L’expansion fulgurante de « l’informel » est depuis au cœur de recherches multiples, autant sur l’habitat (S.A. Souiah après F. Tahraoui …), l’intégration ou la marginalisation vis-à-vis de l’emploi et de l’habitat, de groupes sociaux que sur les activités investies aussi par les économistes, les sociologues et les architectes (A. Henni, A. Prenant, Z. Boumaza…) 

L’informel permet d’assurer une double insertion (A. Prenant) : baisser le coût de la force de travail en attente d’une intervention souhaitée et appelée du capital productif international qui tarde à venir et élargir la transformation de la société en consommatrice conduisant ainsi à accélérer l’importation des biens de consommation et concurrencer ainsi une production nationale déjà bien diminuée. Les rapports qu’il entretient avec l’économie formelle sont constamment soulignés : pluriactivité des salariés mais aussi informalisation d’une partie des activités formelles pour soutenir la concurrence par le travail au noir ou, l’embauche contractuelle dans le secteur public.

Des sociologues et des géographes s’attèlent aujourd’hui comme naguère leurs collègues marocains et tunisiens à cerner les structures et l’organisation du commerce informel urbain, notamment dans les grandes villes où il semble plus massif à la mesure de la concentration des revenus. Ils cherchent à en comprendre les logiques de déploiement, à classer les modalités d’appropriation de l’espace urbain (Z. Boumaza, 1997, Ch.
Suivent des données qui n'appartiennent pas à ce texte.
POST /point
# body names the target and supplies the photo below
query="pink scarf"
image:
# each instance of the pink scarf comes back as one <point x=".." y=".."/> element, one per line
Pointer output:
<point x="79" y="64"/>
Louafi, 2002, M. Chabou, 2002...) C’est un champ en formation.

Conclusion

Cette rétrospective a essayé de montrer le lien entre d’un côté réalité géographique entendue comme combinaison entre milieu naturel, économie et société, et de l’autre production de savoir géographique. Si elle n’a pu rendre compte de toute la complexité de ce lien et a laissé dans l’ombre certains de ses aspects, elle n’en a pas moins souligné les grandes évolutions qui montrent le poids des mutations politiques dans la production de l’espace (toujours social), les difficultés de la recherche à en cerner les effets hors de toute polémique, mais aussi l’existence d’un véritable corpus de connaissances avec ses méthodes et ses présupposés théoriques dont il convient de compléter et de continuer la recension.

Les grandes thématiques actuelles de la recherche : habitat et villes, grands équipements, informel, tendent à être élargies aux petites agglomérations pour mieux saisir les effets apparemment paradoxaux de l’ouverture grandissante de l’économie nationale et du retour en force de l’interventionnisme de la puissance publique. Le thème de l’ouverture économique, émergent, est porteur en ce sens qu’il permet une appréhension multiscalaire de la restructuration des territoires.

 Note

[1] Ce cas est illustratif d’une forme d’urbanisation lisible aussi dans des centres encore plus petits comme Aïn Kebira, A., ou équivalents tels que Aïn Defla ou Oued Rhiou.